Veniamo allora alla domanda se non sia il nostro modello di civiltà, basato “sull’espansione illimitata dei consumi e dei diritti individuali”, a favorire e stimolare le disposizioni maschili più arcaiche. Dall’analisi dei processi psicologici implicati nei modelli individualisti e consumistici in cui siamo immersi ormai da decenni, la risposta è affermativa (ho esaminato in specifico questi aspetti nel capitolo 3 del libro citato).

Partiamo dal consumismo e dall’educazione consumistica che ne è derivata. Quest’ultima rappresenta la massima concretizzazione dell’educazione permissiva, che prevede il soddisfacimento di ogni richiesta infantile. Già era noto da tempo, perché confermato da tutti gli studi in proposito, che l’educazione permissiva conduce, assai più di quella autoritaria, a un aumento generalizzato del comportamento aggressivo e al mancato sviluppo del comportamento prosociale (Mestre et  Al., 2006) Con l’affermarsi del consumismo, non solo ogni desiderio infantile viene assecondato, ma le richieste sono crescenti, spinte dalla pubblicità e dal confronto conformistico con i coetanei; quest’ultimo diventa particolarmente pressante in adolescenza, per l’importanza che il gruppo dei pari acquisisce a quest’età. Inoltre, queste richieste sono soddisfatte grazie al denaro, che assume così un grandissimo valore come strumento per ottenere tutto ciò che si vuole.

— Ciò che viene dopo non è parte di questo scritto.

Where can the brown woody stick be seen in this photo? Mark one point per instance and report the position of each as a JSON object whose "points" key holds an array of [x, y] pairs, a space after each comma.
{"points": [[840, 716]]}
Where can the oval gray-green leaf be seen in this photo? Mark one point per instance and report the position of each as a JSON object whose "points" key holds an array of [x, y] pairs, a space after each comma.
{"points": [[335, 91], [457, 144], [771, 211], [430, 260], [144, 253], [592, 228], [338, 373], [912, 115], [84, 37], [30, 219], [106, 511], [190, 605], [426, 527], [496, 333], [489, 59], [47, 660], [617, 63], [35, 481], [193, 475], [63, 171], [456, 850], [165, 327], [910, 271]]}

I bambini educati in questi ultimi decenni secondo modalità permissive e consumistiche sono quindi cresciuti nell’abitudine a veder soddisfatto ogni desiderio di possedere qualcosa; di fatto non si tratta nemmeno di un vero desiderio, che richiederebbe ben altra consapevolezza, ma di un impulso, una voglia, un capriccio momentaneo. L’immediato passaggio da questo al possesso ha impedito lo sviluppo di tutte quelle capacità che consentono di raggiungere nel tempo un obiettivo significativo e appagante. Si tratta di capacità tra loro collegate che vengono distinte solo per comodità di analisi: cognitive (immaginazione, creatività, progettazione di uno o più percorsi, aggiramento, valutazione, ecc.), emotive (saper rimandare, avere pazienza, perseverare, gestire la paura e l’ansia, scegliere, riconoscere i limiti, ecc.), sociali (empatia, sapersi mettere dal punto di vista altrui, tenere conto dei desideri altrui, saper coinvolgere gli altri, saper cooperare per uno scopo comune, ecc.).  È stata al contrario favorita l’impulsività, con un appiattimento sul presente (voler ottenere tutto subito) e su di sé (conta solo il proprio desiderio). In modo ancora più profondo, questo tipo di educazione non sviluppa la sicurezza e la fiducia nelle proprie capacità di essere in grado di raggiungere un obiettivo e di superare gli eventuali ostacoli o insuccessi: sono aspetti basilari che si possono sviluppare solo facendo esperienza, lungo l’età evolutiva, di situazioni in cui il proprio desiderio non è immediatamente soddisfatto e il denaro non serve per raggiungere lo scopo.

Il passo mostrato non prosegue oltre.